Emergency services see extremely high rates of attrition and staff changes in their ranks. There are many paramedics and EMT techs, pilots who quit because of the high stress and the nature of the job. EMTs are far more likely to lose patients, come under attack from the relatives of people they are trying to help, be faced with hostility when the patient dies in transit, and face legal charges or mob attacks for adverse outcomes.

EMT burnout is on the rise in India, especially with the rise of private ambulance companies that incentivise drivers and crews to stay on the roads for longer times, long shifts, poor pay and no downtimes have created a work climate that is not sustainable. In the USA and India, many ambulance operators also encourage their crews to go beyond the standard limits defined by law so as to get more patient pickups, this means that they have a greater distance to travel back to the network hospital and they often drive faster, and more dangerously to get there in time. This has led to an increase in accidents and loss of patient life.

Here are some challenges that are faced by EMS workers in the post covid environment:

Work culture challenges thrust by COVID-19

During the first and second waves of COVID-19, the frontline healthcare workers across the nation made a significant contribution to timely discovery, lifesaving, and containing the spread. However, the pandemic has significantly changed their workplace atmosphere, stressing them out and adding to their burden. For instance, the majority of ambulance service providers still track and care for patients manually. In such situations, the small number of paramedics, drivers, and nurses are pushed thin and continue to be overworked. As a result of the lack of PPEs and the increased anxiety and risk of spreading the disease, this task was particularly heavy during the pandemic's peak.

The rising cost of skilled medical professionals

It gets busy for on-call medical experts due to the lack of medical staff in hospitals. Since the team is already small, it is difficult to find the ideal candidates for rapid care response services. Additionally, it can be challenging to locate top talent in rural and remote places. The paramedics must be moved in order to boost accessibility, which raises the overall cost. The pay rises as there is a concentration of talent in emergency treatment.

Lack of paramedical educational institutes for training

The healthcare industry has undergone a significant transformation since the pandemic. The initial COVID-19 phase highlighted the need of medical assistants, technicians, nurses, and first-aid qualified drivers. The lack of educational institutions offering paramedical and emergency response training is the culprit. Even though 3.3 lakh nurses receive comprehensive medical training each year, there are only 15 nurses for every 10,000 people. Even though India has 1343 paramedical colleges, the amount of skilled medical professionals that are trained each year cannot meet the medical needs of the expanding population.

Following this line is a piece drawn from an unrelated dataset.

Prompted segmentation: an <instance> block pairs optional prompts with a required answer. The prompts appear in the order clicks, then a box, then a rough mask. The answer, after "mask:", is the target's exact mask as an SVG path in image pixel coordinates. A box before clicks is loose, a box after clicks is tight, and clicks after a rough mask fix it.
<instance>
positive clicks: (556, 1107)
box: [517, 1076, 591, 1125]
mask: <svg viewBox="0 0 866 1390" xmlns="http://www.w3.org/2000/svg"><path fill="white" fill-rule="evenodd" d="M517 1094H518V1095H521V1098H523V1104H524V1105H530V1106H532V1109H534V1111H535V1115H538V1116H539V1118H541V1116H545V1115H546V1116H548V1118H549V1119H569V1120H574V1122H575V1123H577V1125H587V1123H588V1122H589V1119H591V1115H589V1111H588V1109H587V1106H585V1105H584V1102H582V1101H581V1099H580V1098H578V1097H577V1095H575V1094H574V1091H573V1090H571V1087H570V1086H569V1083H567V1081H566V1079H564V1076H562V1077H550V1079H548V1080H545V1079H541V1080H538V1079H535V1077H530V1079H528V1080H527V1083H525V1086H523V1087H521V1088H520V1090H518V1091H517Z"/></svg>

The need for telemedicine and e-health has been sparked by the lockdowns brought on by the pandemic. Remote patient evaluation, diagnosis, and treatment are all made possible by this technology. With real-time patient tracking, digital SaaS apps have even decreased the manual labour involved in emergency response. The growth of digital healthcare services creates more job prospects and lightens the workload for specialists in IoT and emergency care. Players in the market are developing training modules to equip the workforce in order to further improve the ecosystem for emergency care.

Telemedicine apps and the use of remote health monitoring devices can help greatly, smartphones and the availability of internet connectivity have become ubiquitous in India, even in rural areas. This means that at very low costs and minimal inconvenience telemedicine SaaS/platforms can be integrated into ambulances.


There are some broad-based challenges that EMS crews will face when we talk about integrating telemedicine into their general workflows.

But overall in several pilot programmes conducted around the world such as in Aachen, most EMS crews welcomed extra help in carrying out their jobs. Most EMTs believe that technology and Telemedicine services can enhance and simplify their jobs.